Pieter van der Drift en Manon Smits vertaalden Gesualdo Bufalino’s Tommaso e il fotografo cieco als Tommaso en de blinde fotograaf. Op ons verzoek lichtte Van der Drift hun vertaling toe. Lees over deze bijzondere twintigste-eeuwse schrijver, debutant op zijn 61ste, over de puzzel van verwijzingen en een aangekondigd – maar slecht te verwerken - Rimbaud-citaat.

Da ragazzo mi piaceva il rumore della pioggia. Soprattutto al mattino, nel dormiveglia, quando confusamente, fra i vapori d’un sogno grigioferro, la sentivo insinuarmisi nelle orecchie con lo strepito d’una voliera; ovvero simulare uno scalpiccio di piedi, di molti piedi, come per una marcia longa o un si salvi chi può.
Als jongen was ik dol op het geluid van de regen. Vooral ’s ochtends, als ik nog half sliep, en ik het warrig door de nevelen van een staalgrijze droom mijn oren hoorde binnendringen als het gekwetter van een volière; of het trappelende voeten hoorde nabootsen, heel veel voeten, als bij een lange mars of een redden-wie-zich-redden-kan.

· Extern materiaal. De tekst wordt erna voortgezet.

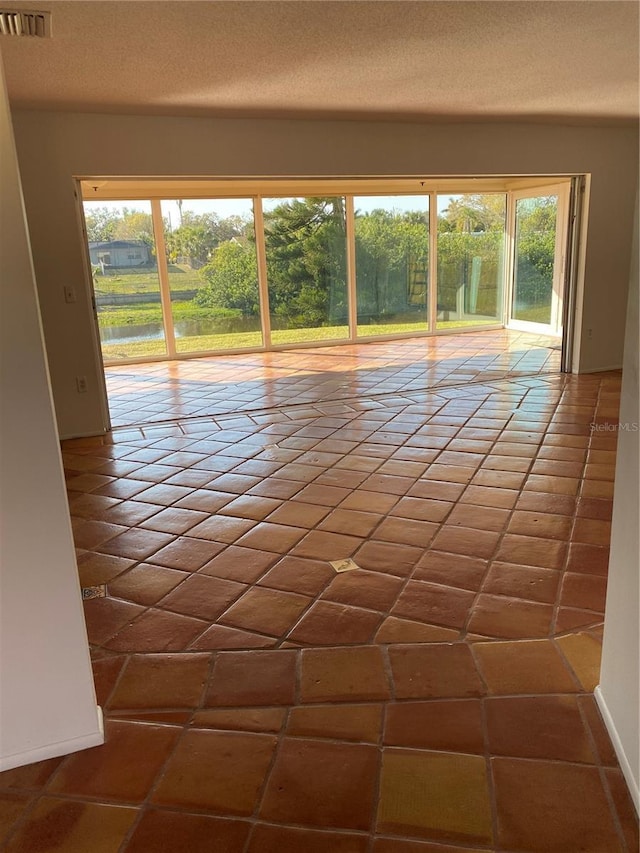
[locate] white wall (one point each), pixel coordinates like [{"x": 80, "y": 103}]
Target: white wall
[
  {"x": 53, "y": 147},
  {"x": 47, "y": 700},
  {"x": 619, "y": 691}
]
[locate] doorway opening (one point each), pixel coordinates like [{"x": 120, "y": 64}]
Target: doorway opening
[{"x": 183, "y": 269}]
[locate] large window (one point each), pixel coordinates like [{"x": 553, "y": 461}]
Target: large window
[
  {"x": 392, "y": 264},
  {"x": 124, "y": 268},
  {"x": 471, "y": 244},
  {"x": 306, "y": 254},
  {"x": 280, "y": 264},
  {"x": 212, "y": 272}
]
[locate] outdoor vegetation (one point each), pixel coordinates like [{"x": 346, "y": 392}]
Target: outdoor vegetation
[{"x": 213, "y": 273}]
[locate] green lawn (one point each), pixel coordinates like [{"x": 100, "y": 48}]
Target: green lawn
[
  {"x": 253, "y": 339},
  {"x": 181, "y": 277}
]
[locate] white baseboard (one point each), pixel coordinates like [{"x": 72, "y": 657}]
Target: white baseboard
[
  {"x": 632, "y": 782},
  {"x": 600, "y": 369},
  {"x": 53, "y": 750}
]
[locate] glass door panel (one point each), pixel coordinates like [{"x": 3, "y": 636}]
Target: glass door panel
[
  {"x": 392, "y": 264},
  {"x": 306, "y": 255},
  {"x": 212, "y": 273},
  {"x": 124, "y": 270},
  {"x": 471, "y": 243},
  {"x": 534, "y": 260}
]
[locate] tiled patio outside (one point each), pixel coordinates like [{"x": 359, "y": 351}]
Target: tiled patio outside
[{"x": 436, "y": 699}]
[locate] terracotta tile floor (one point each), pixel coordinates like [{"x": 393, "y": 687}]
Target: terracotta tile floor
[
  {"x": 437, "y": 699},
  {"x": 151, "y": 393}
]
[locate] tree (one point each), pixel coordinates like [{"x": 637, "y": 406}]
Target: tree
[
  {"x": 135, "y": 225},
  {"x": 391, "y": 252},
  {"x": 473, "y": 213},
  {"x": 199, "y": 234},
  {"x": 231, "y": 279},
  {"x": 306, "y": 261},
  {"x": 101, "y": 223}
]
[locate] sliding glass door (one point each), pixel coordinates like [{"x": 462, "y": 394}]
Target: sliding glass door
[
  {"x": 126, "y": 284},
  {"x": 306, "y": 265},
  {"x": 539, "y": 235},
  {"x": 176, "y": 277},
  {"x": 471, "y": 254},
  {"x": 392, "y": 264},
  {"x": 212, "y": 274}
]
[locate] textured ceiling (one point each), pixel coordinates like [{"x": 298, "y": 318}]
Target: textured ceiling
[{"x": 413, "y": 60}]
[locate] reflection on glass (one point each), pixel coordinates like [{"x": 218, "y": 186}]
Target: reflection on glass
[
  {"x": 471, "y": 231},
  {"x": 392, "y": 264},
  {"x": 125, "y": 279},
  {"x": 535, "y": 251},
  {"x": 213, "y": 274},
  {"x": 305, "y": 242}
]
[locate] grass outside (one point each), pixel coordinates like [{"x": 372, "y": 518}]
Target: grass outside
[
  {"x": 253, "y": 339},
  {"x": 181, "y": 277}
]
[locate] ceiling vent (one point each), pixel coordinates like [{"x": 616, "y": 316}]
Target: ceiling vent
[{"x": 31, "y": 23}]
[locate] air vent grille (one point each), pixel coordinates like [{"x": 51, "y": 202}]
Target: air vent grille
[{"x": 31, "y": 23}]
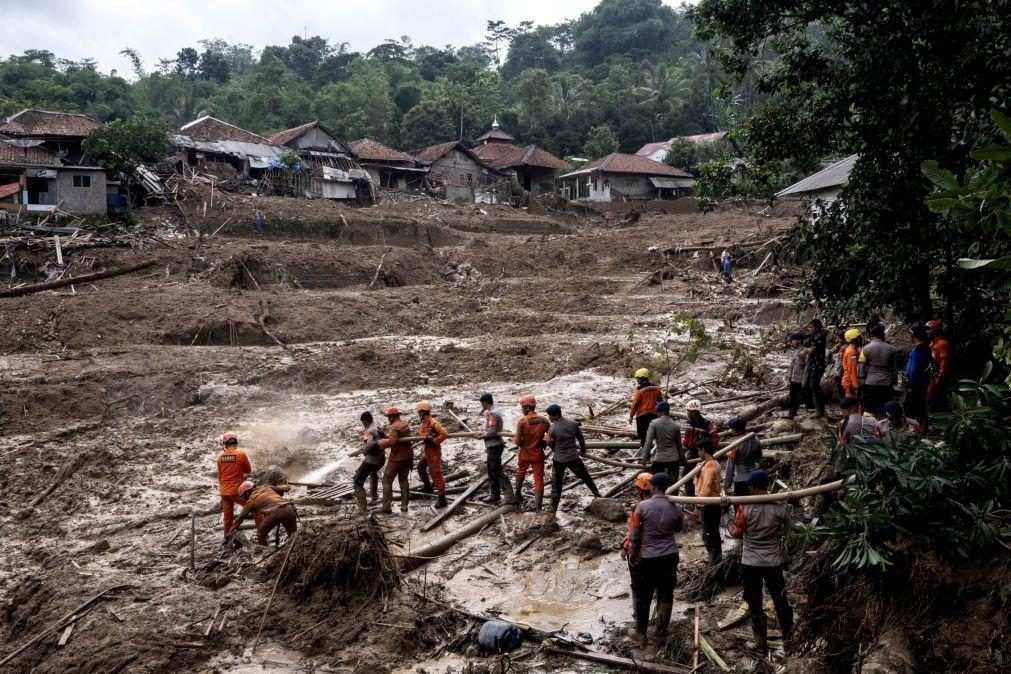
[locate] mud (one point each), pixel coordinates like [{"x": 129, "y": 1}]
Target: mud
[{"x": 115, "y": 395}]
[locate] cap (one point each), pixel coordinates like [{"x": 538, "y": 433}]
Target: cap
[
  {"x": 660, "y": 480},
  {"x": 758, "y": 479}
]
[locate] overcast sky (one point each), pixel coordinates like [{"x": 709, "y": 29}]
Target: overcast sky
[{"x": 101, "y": 28}]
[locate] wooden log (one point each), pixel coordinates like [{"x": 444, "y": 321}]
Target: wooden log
[
  {"x": 422, "y": 555},
  {"x": 86, "y": 278},
  {"x": 618, "y": 662},
  {"x": 459, "y": 500},
  {"x": 62, "y": 622},
  {"x": 762, "y": 498},
  {"x": 695, "y": 471}
]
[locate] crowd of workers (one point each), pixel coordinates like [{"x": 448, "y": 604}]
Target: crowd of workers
[{"x": 866, "y": 375}]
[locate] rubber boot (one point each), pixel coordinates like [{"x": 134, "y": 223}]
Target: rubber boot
[
  {"x": 387, "y": 496},
  {"x": 363, "y": 506},
  {"x": 663, "y": 618}
]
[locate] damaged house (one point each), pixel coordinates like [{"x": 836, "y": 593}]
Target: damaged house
[
  {"x": 618, "y": 176},
  {"x": 390, "y": 169},
  {"x": 532, "y": 169},
  {"x": 456, "y": 173},
  {"x": 42, "y": 167},
  {"x": 330, "y": 170}
]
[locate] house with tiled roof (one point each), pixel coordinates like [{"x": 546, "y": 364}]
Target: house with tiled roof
[
  {"x": 455, "y": 171},
  {"x": 533, "y": 168},
  {"x": 329, "y": 168},
  {"x": 220, "y": 149},
  {"x": 658, "y": 151},
  {"x": 622, "y": 177},
  {"x": 42, "y": 166},
  {"x": 389, "y": 168}
]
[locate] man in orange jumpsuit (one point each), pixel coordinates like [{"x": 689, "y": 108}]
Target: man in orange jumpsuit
[
  {"x": 850, "y": 364},
  {"x": 940, "y": 355},
  {"x": 401, "y": 458},
  {"x": 644, "y": 399},
  {"x": 435, "y": 435},
  {"x": 269, "y": 509},
  {"x": 530, "y": 438},
  {"x": 233, "y": 467}
]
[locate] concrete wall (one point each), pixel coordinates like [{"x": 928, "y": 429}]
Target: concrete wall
[{"x": 81, "y": 200}]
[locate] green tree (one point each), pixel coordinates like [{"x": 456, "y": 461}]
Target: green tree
[
  {"x": 877, "y": 80},
  {"x": 601, "y": 141}
]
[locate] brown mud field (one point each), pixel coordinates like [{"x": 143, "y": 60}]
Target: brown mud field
[{"x": 113, "y": 395}]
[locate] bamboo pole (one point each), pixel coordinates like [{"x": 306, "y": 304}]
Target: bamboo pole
[
  {"x": 762, "y": 498},
  {"x": 695, "y": 471}
]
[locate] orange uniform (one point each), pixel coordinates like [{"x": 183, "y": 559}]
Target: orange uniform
[
  {"x": 644, "y": 400},
  {"x": 850, "y": 376},
  {"x": 708, "y": 480},
  {"x": 233, "y": 467},
  {"x": 432, "y": 461},
  {"x": 530, "y": 438}
]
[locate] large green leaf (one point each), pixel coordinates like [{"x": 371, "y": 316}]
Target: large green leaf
[
  {"x": 940, "y": 177},
  {"x": 1003, "y": 121},
  {"x": 1000, "y": 263},
  {"x": 993, "y": 153}
]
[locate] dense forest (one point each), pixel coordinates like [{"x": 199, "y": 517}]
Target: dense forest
[{"x": 627, "y": 73}]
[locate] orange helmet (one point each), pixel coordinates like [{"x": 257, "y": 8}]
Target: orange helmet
[{"x": 644, "y": 481}]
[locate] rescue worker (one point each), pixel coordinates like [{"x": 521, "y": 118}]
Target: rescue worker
[
  {"x": 849, "y": 361},
  {"x": 940, "y": 356},
  {"x": 644, "y": 489},
  {"x": 798, "y": 374},
  {"x": 530, "y": 438},
  {"x": 233, "y": 467},
  {"x": 372, "y": 462},
  {"x": 653, "y": 552},
  {"x": 665, "y": 432},
  {"x": 435, "y": 435},
  {"x": 816, "y": 366},
  {"x": 759, "y": 524},
  {"x": 742, "y": 460},
  {"x": 563, "y": 437},
  {"x": 699, "y": 431},
  {"x": 401, "y": 459},
  {"x": 918, "y": 375},
  {"x": 879, "y": 371},
  {"x": 708, "y": 484},
  {"x": 273, "y": 509},
  {"x": 896, "y": 427},
  {"x": 644, "y": 401},
  {"x": 494, "y": 446}
]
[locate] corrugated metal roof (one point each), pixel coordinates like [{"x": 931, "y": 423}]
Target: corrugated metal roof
[
  {"x": 46, "y": 123},
  {"x": 11, "y": 155},
  {"x": 372, "y": 151},
  {"x": 211, "y": 128},
  {"x": 618, "y": 163},
  {"x": 835, "y": 175}
]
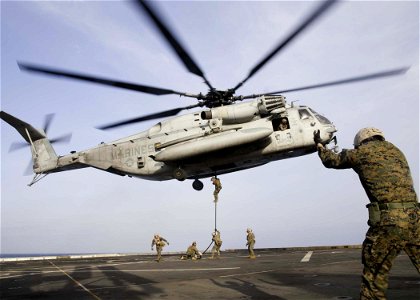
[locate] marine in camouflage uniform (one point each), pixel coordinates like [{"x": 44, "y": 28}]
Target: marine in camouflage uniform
[
  {"x": 394, "y": 214},
  {"x": 160, "y": 243},
  {"x": 217, "y": 187},
  {"x": 192, "y": 252},
  {"x": 250, "y": 242},
  {"x": 217, "y": 244}
]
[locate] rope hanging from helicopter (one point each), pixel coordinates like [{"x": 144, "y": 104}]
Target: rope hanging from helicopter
[{"x": 217, "y": 187}]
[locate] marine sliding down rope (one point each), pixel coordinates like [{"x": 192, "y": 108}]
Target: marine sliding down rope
[{"x": 215, "y": 225}]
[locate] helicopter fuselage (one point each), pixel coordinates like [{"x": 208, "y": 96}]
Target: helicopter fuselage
[{"x": 211, "y": 142}]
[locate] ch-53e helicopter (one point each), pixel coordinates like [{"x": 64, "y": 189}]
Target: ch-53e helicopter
[{"x": 222, "y": 137}]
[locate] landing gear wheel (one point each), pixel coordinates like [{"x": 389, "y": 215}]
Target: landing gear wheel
[
  {"x": 179, "y": 174},
  {"x": 198, "y": 185}
]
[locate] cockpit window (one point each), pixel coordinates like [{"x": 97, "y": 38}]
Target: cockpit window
[
  {"x": 321, "y": 118},
  {"x": 304, "y": 114}
]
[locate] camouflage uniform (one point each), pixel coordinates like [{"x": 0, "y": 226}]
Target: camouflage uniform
[
  {"x": 394, "y": 214},
  {"x": 217, "y": 187},
  {"x": 217, "y": 244},
  {"x": 192, "y": 252},
  {"x": 160, "y": 243},
  {"x": 250, "y": 242}
]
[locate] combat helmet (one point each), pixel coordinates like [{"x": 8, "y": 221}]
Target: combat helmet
[{"x": 366, "y": 133}]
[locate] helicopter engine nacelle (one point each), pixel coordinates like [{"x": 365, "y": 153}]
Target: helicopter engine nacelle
[{"x": 245, "y": 112}]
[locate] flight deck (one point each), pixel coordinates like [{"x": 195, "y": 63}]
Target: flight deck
[{"x": 327, "y": 273}]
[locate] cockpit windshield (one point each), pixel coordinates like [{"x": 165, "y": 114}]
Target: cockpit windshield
[{"x": 321, "y": 118}]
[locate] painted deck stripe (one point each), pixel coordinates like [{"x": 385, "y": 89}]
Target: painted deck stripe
[
  {"x": 77, "y": 282},
  {"x": 307, "y": 257}
]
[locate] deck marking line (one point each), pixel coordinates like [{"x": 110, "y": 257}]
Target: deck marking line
[
  {"x": 307, "y": 257},
  {"x": 251, "y": 273},
  {"x": 75, "y": 281}
]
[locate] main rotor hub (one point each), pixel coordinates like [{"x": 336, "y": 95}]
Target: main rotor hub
[{"x": 270, "y": 104}]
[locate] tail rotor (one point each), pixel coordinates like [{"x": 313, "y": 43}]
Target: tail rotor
[{"x": 66, "y": 138}]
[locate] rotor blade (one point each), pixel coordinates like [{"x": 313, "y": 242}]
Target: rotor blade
[
  {"x": 162, "y": 114},
  {"x": 173, "y": 41},
  {"x": 29, "y": 169},
  {"x": 344, "y": 81},
  {"x": 47, "y": 122},
  {"x": 62, "y": 139},
  {"x": 99, "y": 80},
  {"x": 17, "y": 145},
  {"x": 311, "y": 18}
]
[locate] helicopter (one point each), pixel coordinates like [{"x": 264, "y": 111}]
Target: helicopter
[{"x": 225, "y": 135}]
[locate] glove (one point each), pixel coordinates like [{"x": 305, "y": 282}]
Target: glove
[{"x": 317, "y": 137}]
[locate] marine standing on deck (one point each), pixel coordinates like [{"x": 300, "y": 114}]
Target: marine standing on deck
[
  {"x": 160, "y": 243},
  {"x": 217, "y": 244},
  {"x": 250, "y": 242},
  {"x": 192, "y": 252},
  {"x": 217, "y": 187},
  {"x": 394, "y": 213}
]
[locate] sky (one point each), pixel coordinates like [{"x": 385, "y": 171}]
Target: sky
[{"x": 289, "y": 203}]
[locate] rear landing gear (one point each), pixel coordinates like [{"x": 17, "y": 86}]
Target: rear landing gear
[{"x": 197, "y": 185}]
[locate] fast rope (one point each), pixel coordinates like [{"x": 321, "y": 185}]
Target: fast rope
[{"x": 217, "y": 190}]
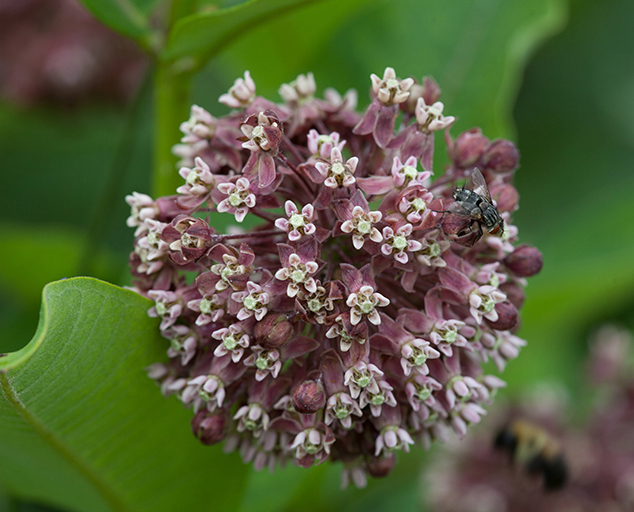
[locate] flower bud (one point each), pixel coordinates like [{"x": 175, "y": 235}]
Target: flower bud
[
  {"x": 309, "y": 397},
  {"x": 501, "y": 156},
  {"x": 273, "y": 331},
  {"x": 469, "y": 147},
  {"x": 209, "y": 427},
  {"x": 525, "y": 261},
  {"x": 381, "y": 466},
  {"x": 507, "y": 316},
  {"x": 515, "y": 294}
]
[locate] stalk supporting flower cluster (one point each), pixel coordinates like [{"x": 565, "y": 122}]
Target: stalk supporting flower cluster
[{"x": 351, "y": 318}]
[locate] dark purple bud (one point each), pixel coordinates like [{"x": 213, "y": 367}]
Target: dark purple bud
[
  {"x": 381, "y": 466},
  {"x": 525, "y": 261},
  {"x": 501, "y": 156},
  {"x": 309, "y": 397},
  {"x": 415, "y": 92},
  {"x": 515, "y": 294},
  {"x": 469, "y": 147},
  {"x": 507, "y": 316},
  {"x": 431, "y": 90},
  {"x": 168, "y": 208},
  {"x": 209, "y": 427},
  {"x": 273, "y": 331}
]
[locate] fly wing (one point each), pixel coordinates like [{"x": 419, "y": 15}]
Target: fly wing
[
  {"x": 480, "y": 185},
  {"x": 458, "y": 209}
]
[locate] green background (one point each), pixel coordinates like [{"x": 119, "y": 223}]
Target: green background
[{"x": 556, "y": 77}]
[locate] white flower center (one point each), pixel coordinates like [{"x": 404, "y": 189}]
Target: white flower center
[{"x": 297, "y": 220}]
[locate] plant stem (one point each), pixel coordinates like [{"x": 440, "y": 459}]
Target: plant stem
[
  {"x": 171, "y": 104},
  {"x": 111, "y": 192}
]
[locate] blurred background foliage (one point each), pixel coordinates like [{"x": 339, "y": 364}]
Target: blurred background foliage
[{"x": 568, "y": 102}]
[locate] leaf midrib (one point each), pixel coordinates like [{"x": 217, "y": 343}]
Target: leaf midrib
[{"x": 58, "y": 446}]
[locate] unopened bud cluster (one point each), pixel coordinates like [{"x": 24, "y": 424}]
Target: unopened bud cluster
[{"x": 353, "y": 319}]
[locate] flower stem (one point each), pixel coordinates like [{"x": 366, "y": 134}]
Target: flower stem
[{"x": 171, "y": 103}]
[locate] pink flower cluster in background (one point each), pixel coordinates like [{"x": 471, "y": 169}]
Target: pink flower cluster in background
[
  {"x": 349, "y": 318},
  {"x": 598, "y": 452},
  {"x": 55, "y": 51}
]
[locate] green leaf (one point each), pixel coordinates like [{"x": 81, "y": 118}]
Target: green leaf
[
  {"x": 32, "y": 255},
  {"x": 475, "y": 49},
  {"x": 202, "y": 35},
  {"x": 83, "y": 428},
  {"x": 128, "y": 17},
  {"x": 576, "y": 184}
]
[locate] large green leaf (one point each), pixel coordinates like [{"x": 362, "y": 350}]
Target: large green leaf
[
  {"x": 83, "y": 428},
  {"x": 476, "y": 50},
  {"x": 576, "y": 183},
  {"x": 128, "y": 17},
  {"x": 204, "y": 34}
]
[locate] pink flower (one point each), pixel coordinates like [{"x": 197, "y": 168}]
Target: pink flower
[
  {"x": 358, "y": 321},
  {"x": 254, "y": 301},
  {"x": 335, "y": 172},
  {"x": 241, "y": 94},
  {"x": 298, "y": 224},
  {"x": 430, "y": 116}
]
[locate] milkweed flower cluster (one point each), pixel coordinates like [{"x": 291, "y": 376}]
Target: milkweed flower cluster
[
  {"x": 55, "y": 51},
  {"x": 599, "y": 453},
  {"x": 351, "y": 318}
]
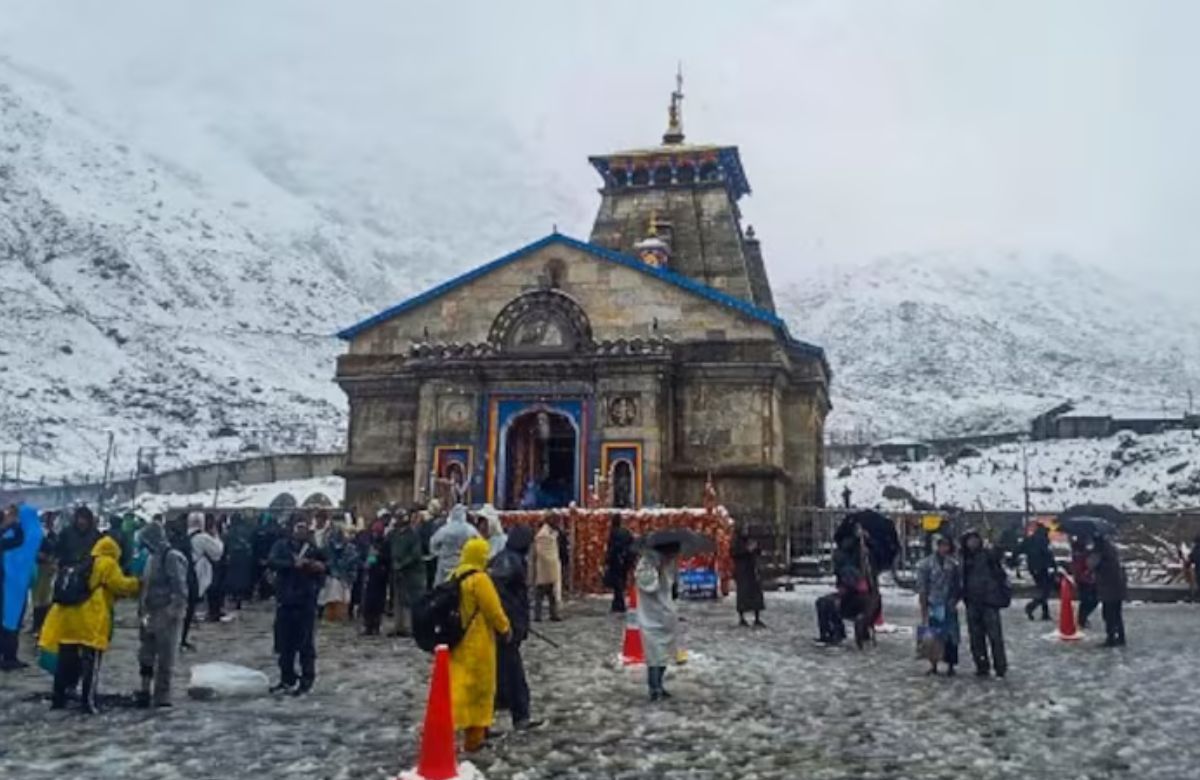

Gesualdo Bufalino, late debutant, grote-prijzenwinnaar

Gesualdo Bufalino (1920-1996), kwam als docent zelden buiten zijn geboortestreek, in het zuidoosten van Sicilië. De buitenwereld kwam wel binnen via de boeken die hij verslond. Schrijven deed hij ook, maar tot 1978 louter en alleen voor zichzelf. Het was uitgeefster Elvira Sellerio die hem, dankzij een door hem geschreven voorwoord bij een fotoboek, op latere leeftijd ontdekte. Zodoende debuteerde Bufalino op zijn eenenzestigste, bijna schoorvoetend, met een roman die hij al in de la had liggen. Daarna was het hek van de dam en won hij vele prijzen.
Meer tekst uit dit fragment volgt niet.